Some companies have been quicker than others at “dipping their toes” into flexible manufacturing, but it is only during the past 10 years or so that the productivity of processes has sufficiently improved to make single use viable. In the past, titer would be around half a gram per liter, but today they are closer to 5 grams per liter – reducing the size of the bioreactors by a factor of 10. Smaller bioreactors have made single-use bags more viable, which in turn has sped up the cleaning process. Today, there are 100 stainless steel production facilities in the world and around 80 single use production facilities. Of course, the single use facilities tend to be smaller, but there is a clearly established footprint.
Moving to modular
For companies thinking of using flexible manufacturing technology, there are a number of factors to consider. Two key aspects are the range of drug substance volume and the complexity of the pipeline; if a company has multiple drugs at early stages, at uncertain volumes, then a more modular, single use approach is sensible. Again, if a company has a cell line expressing more than five grams per liter, they should consider single use. Single use systems can generate the same protein mass with a smaller production footprint, enhancing process economics. GE Healthcare differentiates itself by being able to design the whole production process. Rather than buying different bits of hardware – the bioreactor, column, filtration unit, and so on – we take over the process and deliver a standard design. We manage the production line as well as the automation. Overall, it’s a less engineering-resource heavy approach, and also faster because we have a standard configurable production line, which we call a FlexFactory (see sidebar: The Russian Doll Approach). If a company buys multiple FlexFactories, they can use the same production line in multiple locations. Firms also have the same IT control systems, the same physical process, and the same contact surfaces, making it easier to move drugs between sites or to add a second site to manufacture the same drug. And that introduces another advantage to single use technology – two drugs can be put down the same line because changeover between drugs can be done with a single use bag. If a company runs two drugs simultaneously, and if one takes off, then it’s easy to dedicate a second line to that same drug because the line and control technology is identical.
A flexible future?
Although there’s a vast number of large molecules in the pipeline with forecast demand at <500 kilos, blockbuster molecules in the pipeline, small molecules are not going away – there still remains an underlying base of blockbusters, and for these drugs, stainless steel will continue to be the way forward for the foreseeable future. For drugs with demand of one-plus tons of substance per year – even with new single-use processes and higher process yields – stainless steel is still the lower cost option.

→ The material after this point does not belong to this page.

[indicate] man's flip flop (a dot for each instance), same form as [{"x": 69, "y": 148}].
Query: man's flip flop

But as for the future of flexible manufacturing? The indications we see at GE Healthcare are very strong. Today, around 70 to 80 percent of large molecules are used by patients in the West, which translates to a huge unmet need in countries, such as India, China and other developing markets. Investment into local production in those markets is rapidly increasing, with biosimilars, as well as a strong pipeline of new molecules. All of this suggests that the demand for capacity will continue to grow. Flexible manufacturing can help companies build this capacity more quickly and with lower risk when compared with a stainless steel approach.
Jan Makela is General Manager, Bioprocess, at GE Healthcare Life Sciences.